Lately, I've been unable to see the direct links to the various pages of a thread from the topic lists. Since disabling that feature would _increase_ bandwidth use (I have to load the first page, then link to the one I want to read), it seems unlikely that it is the boards. But it's happened on both my home computer and the ones at Uni. Am I going mad? (Whats the word for not seeing things that are really there? anti-hallucinations?)


----------



## Hatchling Dragon (May 8, 2002)

*I'm not alone!*

I'd only just noticed that myself tonight (or this morning?).  I'd thought mabye it was a new 'feature' of the *Story Hour* thread, as that was the only forum to show up that way, so far at least.
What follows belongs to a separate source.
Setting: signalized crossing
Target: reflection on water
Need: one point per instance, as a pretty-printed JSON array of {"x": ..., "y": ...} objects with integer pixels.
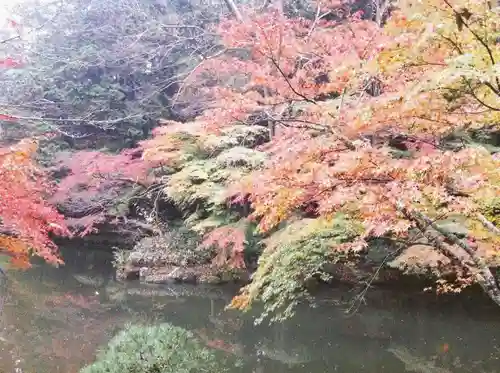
[{"x": 53, "y": 320}]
And I think it's still just a hallucination.  I believe it's not just 'seeing what isn't there', I think it's more a "You're not percieving reality as it is."   But of course, having no training in the Psycho-Babble field I can only go with how I 'see' the word.

Hatchling Dragon


----------



## reapersaurus (May 8, 2002)

I've seen the same problem today, and both at a machine at work AND at home.

What the heck is up with that?

And unless I'm missing it, you don't get the helpers when you post anymore.
The things that easily put quote tage in aren't there anymore...


----------



## Morrus (May 8, 2002)

Odd... I'll check.


----------



## Plane Sailing (May 8, 2002)

I wondered if you had switched it off in order to reduce processing on the server - apparently not if you're going to look into it!

Cheers,


----------



## A2Z (May 8, 2002)

I've gotten the same thing. Weird, I just assumed Morrus had turned these things off to streamline the forums. Oh well. I can't wait till we get the upgrade and we can turn everything on.


----------



## Umbran (May 8, 2002)

I'll chime in that I too have seen this phenomenon.  The basic list of threads seems to be missing links to the latter pages of a thread.  Once you are in the thread, though, there are links. I don't find one extra click-and-load page to be too troublesome, so I don't mind it much.


----------



## orbitalfreak (May 8, 2002)

Just chiming in with another report:

The page numbers don't display for me either from the fourm's main page.


----------



## Schmoe (May 8, 2002)

Here here!  I first noticed the problem last night.  Checked again today, and I'm still not seeing numbered links for the pages of a thread on a forum's main page.  It's why I'm here, really...


----------



## Torque (May 9, 2002)

I'm having the same problem.  Also, similarly, it seems to have cut down the number of threads that are shown per page.  I checked my user cp, and it is still set to 40, but 20 are displayed at a time, which means that I have to go through multiple page loads to check everything that has shown up since the last time I've been online.


----------



## Piratecat (May 10, 2002)

I fixed the page numbers. The thread-per-page is down on purpose; it really reduces server load.


----------